Concurrent access
The first solution that pops to mind is to have multiple concurrent access to the file. The idea is to have multiple workers counting lines at different parts of the file at the same time. Here's what I've tried.
Let's use the shell!
The Unix shell comes with it own scripting language that is quirky, if not flat out annoying sometimes, but there's one thing it does well. Concurrency.
Asyncronous shell programming
The basis of concurrency in the shell is using the job control features. I'll show a very simple example:
You can use the
& character to send a job to the background.
function hello_world_async () {
sleep 1 && echo hello world &
}
time hello_world_async
Here's the output of the code above:
$ bash async.sh
real 0m0.001s
user 0m0.000s
sys 0m0.000s
$ hello world
We can see the problem here: even though the function sleeps for 1s, the timer indicates it exucted in 0.001s. Moreover, if you pay close attention, you'll notice that the string "hello world" was printed on the screen after the shell printed its prompt (**$**), so after my program exited.

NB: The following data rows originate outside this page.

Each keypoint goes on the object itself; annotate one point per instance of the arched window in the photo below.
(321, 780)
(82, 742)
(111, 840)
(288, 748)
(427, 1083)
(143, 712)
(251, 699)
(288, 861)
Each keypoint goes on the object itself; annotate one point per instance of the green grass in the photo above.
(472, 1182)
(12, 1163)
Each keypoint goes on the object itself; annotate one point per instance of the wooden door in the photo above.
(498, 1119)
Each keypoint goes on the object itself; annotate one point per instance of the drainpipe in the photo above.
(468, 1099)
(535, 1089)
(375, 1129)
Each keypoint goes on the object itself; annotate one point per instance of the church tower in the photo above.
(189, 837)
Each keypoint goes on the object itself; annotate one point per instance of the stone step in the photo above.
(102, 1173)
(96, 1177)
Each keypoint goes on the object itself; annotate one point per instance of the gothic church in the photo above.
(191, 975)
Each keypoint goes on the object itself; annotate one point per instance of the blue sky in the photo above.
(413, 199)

In order to avoid this, we'll use the shell builtin
wait. You may have guessed from its name, this statement will block any further execution of the code until the background jobs have all finished their execution. Using this, we can now measure the execution time of the function:
time {
hello_world_async
wait
}
$ bash async.sh
hello world
real 0m1.004s
user 0m0.001s
sys 0m0.002s
$
The measurement is now correct!
Control group
Let's go back to the problem of reading a large file. In order to run some primary tests, we can use this simple function:
function async_countline_chunk {
file=$1
blocksize=$2
start=$3
count=$4
dd if=$file bs=$blocksize skip=$start count=$count | wc -l &
}
What this does is to read a number of chunks from a file and count the number of
lines it gets in them asynchronously.
In order to run some tests I would need to have an input file large enough. I created a large one by piping output from /dev/random. It can take some time, think of running this write job concurrently too ;)
Finally I'm running these tests on a MacBook Air laptop sporting an SSD an a 4 core 2GHz Intel i7 CPU.
As for the control group, I'll count the lines in the first 2GiB of the file. I assume we know beforehand the size of the file and I won't deal with the notion of unknown size or infinite streams.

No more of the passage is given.